Choose the right tools to get the job done fast. In addition to pulling weeds with your hands, spades and small hand rakes can also help. There are also special rotary tools that can get the job done in minutes. Depending on how big your garden is, you can pick one choice or a combination of items.
When you are done with weeding, remember to clean up. All weeds should have been placed in piles for easy disposal. It is not recommended to add weeds to your compost, as they could still take root and start to grow inside. Either burn the plants or throw them away.
Weeding doesn’t end after the first time. You need to continuously pull the plants before they start to take over your plot. A good gardener knows to check their land at least once a week to make sure there isn’t any new growth happening.
Enjoy Your Garden
Now that you have a beautiful garden in place, it is time to sit back and enjoy it! Once mature, you can snip off blooms to transfer into a vase for indoor display. When you do, follow these tips to make sure you are cutting off the flowers correctly:
- Cut flowers before it becomes hot. Early morning or early evening are the best times to start. By doing this, you are giving each flower a longer chance to thrive in your home.

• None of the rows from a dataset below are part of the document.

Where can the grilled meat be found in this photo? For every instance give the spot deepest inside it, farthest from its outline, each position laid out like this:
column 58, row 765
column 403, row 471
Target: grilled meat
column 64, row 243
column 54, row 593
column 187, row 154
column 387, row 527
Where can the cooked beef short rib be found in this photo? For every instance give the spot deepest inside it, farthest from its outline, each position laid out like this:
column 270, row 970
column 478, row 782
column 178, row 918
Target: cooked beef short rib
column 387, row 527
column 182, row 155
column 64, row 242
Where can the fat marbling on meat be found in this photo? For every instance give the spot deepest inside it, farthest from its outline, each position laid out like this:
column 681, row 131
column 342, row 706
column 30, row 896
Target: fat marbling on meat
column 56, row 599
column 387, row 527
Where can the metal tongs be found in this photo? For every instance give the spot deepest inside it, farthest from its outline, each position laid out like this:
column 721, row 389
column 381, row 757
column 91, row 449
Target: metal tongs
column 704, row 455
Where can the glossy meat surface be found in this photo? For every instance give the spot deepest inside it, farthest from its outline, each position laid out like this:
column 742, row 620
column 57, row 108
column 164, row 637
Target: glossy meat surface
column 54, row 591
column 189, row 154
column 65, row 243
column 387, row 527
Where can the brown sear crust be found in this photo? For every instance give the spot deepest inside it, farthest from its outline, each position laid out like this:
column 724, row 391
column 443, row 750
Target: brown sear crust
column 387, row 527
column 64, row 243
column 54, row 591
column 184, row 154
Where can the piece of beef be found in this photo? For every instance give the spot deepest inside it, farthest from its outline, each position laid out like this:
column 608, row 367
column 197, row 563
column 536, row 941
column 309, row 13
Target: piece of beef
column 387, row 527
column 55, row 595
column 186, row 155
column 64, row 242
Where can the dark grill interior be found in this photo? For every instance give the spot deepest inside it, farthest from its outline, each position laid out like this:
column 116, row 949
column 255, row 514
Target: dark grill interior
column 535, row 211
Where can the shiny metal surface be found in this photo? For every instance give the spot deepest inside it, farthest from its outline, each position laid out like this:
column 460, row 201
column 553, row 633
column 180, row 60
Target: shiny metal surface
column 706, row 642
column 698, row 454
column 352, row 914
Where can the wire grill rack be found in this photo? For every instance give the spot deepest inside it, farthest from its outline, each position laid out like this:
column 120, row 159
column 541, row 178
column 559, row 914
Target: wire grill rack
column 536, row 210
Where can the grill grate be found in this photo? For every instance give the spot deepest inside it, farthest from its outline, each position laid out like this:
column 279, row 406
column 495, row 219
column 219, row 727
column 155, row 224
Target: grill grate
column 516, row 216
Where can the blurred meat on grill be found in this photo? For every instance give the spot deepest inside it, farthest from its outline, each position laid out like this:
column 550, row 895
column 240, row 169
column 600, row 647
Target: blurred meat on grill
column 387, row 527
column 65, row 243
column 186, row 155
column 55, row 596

- Use pruning shears or sharp scissors when cutting. You don’t want to rip or tear any part of the stem, as this could do more harm than good. The cut should take place near the base of the plant.
- Carry a small vase or jar with water inside to place the flowers in as you make your way around your garden.
When you are done, you are ready to make your arrangement.
Making a Bouquet
Making a bouquet or arrangement is easy once you understand the principles of the process. After you add a few inches of lukewarm water, add your plant food. This sustenance can be store-bought or natural. You should now select your biggest bloom to be the centerpiece of your vase. Then, add in your focal flowers. These are the plants you also want to be highlighted. Arrange these blooms around the centerpiece. You can add new flowers to implement color and dimension. Any stalks of leaves can also be introduced.
Change out the water every few days to extend the bloom’s life. You can cut the ends of the stem to help them take in the water more efficiently. Each flower is different, but you can expect your arrangement to last about a week or two.
Picking Fruits and Vegetables
If you decided on planting vegetables or fruits in your garden, you could also harvest them once matured. Take a basket with you every time you go outside to see what is ready to be picked. When you pick a vegetable right at its peak, you are encouraging the plant to grow another to replace it.
Keep track of when you planted each one. This way, you can have a rough timeline of when the plant is going to yield its fruit. Any rotting fruits or vegetables should be thrown away immediately.
Like flowers, herbs should be cut as close to the base of the plant as possible. Use your gardening scissors to pluck what you want to use carefully. Any dying vegetation should either be cut or pulled altogether.
Making your backyard garden is exciting for any type of gardener. There are so many avenues to choose from when it comes to deciding what you want to grow. In the beginning, take the time to figure out what you want to do. You should think about dimensions, plant choices, and other basics before you break ground. When you prepare yourself correctly, your garden is sure to be a knockout!